The one thing that kept me from quitting each of those times was the support team around me. When I had no money, my parents gave me six months to live with them while I saved money. Not only did they let me live with them (for free) and let me use one of their cars, I got some great dinners along the way! When I was going through my divorce, my coach, family, and my manager really helped me stay the course and keep the faith. Plus, my sponsors – including Polar, Pearl Izumi, Shimano, Red Bull, Roka, Ashworth Awards, Xlab, and Scott Bikes – helped me stay active on the sidelines while supporting the triathlon community.

I’ve also learned a lot about overcoming fear. I had the opportunity to go to a few different Red Bull camps, one of which was during the difficult time of trying to figure out my relationship. By the end of that camp, I was a different person. I saw who I was, what I stood for, and what I wanted in my life. I realized that the relationship I was in was not for me. The difficult decision of looking at divorce and giving up wasn’t even in my head anymore.

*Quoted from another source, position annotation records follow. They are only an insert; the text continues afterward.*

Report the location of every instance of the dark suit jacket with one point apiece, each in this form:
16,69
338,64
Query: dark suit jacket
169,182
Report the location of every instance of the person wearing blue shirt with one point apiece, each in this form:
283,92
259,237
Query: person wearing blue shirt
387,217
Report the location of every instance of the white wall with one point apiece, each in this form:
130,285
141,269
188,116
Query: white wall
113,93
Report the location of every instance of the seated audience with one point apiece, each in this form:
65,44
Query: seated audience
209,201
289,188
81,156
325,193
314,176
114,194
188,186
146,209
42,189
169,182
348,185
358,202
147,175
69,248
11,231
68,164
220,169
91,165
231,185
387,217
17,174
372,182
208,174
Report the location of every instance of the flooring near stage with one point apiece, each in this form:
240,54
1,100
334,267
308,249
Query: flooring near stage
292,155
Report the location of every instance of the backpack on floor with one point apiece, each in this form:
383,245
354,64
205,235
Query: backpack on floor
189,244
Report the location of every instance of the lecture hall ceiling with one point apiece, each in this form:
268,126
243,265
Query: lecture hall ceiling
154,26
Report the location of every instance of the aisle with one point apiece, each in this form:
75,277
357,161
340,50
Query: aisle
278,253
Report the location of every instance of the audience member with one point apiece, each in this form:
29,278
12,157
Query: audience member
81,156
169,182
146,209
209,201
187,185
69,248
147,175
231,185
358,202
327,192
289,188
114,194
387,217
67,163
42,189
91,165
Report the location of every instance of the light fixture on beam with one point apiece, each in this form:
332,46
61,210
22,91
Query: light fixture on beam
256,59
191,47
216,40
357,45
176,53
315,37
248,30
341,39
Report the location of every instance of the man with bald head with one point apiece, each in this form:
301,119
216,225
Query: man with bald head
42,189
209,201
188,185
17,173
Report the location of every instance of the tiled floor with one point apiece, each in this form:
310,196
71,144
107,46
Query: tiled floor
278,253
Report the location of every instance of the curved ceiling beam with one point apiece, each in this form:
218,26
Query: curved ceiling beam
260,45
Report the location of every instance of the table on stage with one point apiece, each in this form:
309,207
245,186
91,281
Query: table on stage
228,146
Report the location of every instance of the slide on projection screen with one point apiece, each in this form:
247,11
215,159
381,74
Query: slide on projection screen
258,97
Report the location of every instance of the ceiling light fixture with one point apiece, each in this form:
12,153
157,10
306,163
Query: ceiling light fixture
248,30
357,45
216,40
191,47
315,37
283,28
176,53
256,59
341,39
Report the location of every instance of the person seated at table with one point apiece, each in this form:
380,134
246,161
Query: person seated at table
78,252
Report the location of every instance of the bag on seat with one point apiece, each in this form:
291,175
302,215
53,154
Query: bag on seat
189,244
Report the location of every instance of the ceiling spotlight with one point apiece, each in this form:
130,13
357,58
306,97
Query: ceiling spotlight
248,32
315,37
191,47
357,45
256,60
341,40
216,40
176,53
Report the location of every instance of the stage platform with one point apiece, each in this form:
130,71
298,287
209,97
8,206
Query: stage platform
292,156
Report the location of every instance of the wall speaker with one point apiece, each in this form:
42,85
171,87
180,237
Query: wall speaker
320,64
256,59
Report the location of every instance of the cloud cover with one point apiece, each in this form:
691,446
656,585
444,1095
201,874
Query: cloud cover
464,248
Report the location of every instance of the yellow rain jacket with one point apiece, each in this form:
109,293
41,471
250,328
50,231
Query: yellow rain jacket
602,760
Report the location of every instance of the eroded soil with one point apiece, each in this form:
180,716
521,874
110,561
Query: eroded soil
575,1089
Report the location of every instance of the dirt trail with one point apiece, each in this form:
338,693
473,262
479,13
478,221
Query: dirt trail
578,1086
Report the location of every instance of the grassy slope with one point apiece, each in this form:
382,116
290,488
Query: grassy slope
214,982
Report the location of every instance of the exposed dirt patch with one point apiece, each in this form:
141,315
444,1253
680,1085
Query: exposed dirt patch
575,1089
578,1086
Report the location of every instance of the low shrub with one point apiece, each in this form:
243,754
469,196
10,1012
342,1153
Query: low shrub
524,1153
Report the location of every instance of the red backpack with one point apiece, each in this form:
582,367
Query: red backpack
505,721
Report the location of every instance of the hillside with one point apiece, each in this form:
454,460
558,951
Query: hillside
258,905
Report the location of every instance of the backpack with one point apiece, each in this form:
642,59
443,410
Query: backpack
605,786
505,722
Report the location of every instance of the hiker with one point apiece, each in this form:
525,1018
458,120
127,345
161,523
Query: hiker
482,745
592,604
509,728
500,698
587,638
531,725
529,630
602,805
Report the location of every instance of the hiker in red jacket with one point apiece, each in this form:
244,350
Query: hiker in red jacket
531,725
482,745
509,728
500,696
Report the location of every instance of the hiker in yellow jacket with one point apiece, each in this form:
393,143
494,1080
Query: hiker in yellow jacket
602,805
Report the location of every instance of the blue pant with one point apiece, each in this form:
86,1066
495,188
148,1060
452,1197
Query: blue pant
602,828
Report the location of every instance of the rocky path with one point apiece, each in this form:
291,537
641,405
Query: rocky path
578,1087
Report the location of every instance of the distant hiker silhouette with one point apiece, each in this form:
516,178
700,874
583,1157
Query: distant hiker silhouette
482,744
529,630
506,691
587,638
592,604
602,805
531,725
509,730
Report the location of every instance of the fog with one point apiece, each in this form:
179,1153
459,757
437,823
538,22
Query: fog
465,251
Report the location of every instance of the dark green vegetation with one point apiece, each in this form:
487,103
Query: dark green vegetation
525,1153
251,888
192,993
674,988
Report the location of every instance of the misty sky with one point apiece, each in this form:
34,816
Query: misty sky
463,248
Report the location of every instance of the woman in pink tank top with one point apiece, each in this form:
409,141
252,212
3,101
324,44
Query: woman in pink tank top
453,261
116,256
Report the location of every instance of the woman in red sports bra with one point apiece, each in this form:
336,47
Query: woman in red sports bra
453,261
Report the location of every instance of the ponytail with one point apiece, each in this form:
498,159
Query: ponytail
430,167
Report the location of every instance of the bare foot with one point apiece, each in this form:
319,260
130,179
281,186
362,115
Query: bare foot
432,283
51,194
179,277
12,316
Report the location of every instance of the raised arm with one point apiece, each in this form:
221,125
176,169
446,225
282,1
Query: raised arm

Now, it’s important for me to spend a lot of time in nature. Part of doing this sport, for me, is connecting with people and the outside world. When I find my mind moving too fast or in doubt, I go ride my bike, run, swim, or hike in nature. You can find so many answers and so much connection with yourself and the outside world during this time.

Ultimately, racing has been the one place where I feel I put 100 percent of myself in, and reflecting on this, there’s no question when it comes to quitting. I’m a triathlete, and part of that is the relentless pursuit of perfection.

So my advice, if you’re going through anything similar, is to find your fear and run toward it. Reach out to people around you. Get involved in other ways. Focus on doing, whatever that means for you. It’s the action that comes from faith and focus that is real. And have faith, because it’s the backbone of where your focus is. Ask yourself why you’re doing this. Start with that, and action will come. Never squash a dream. Your inner voice is what matters, and if you have drive and passion for something in life, you need to go for it.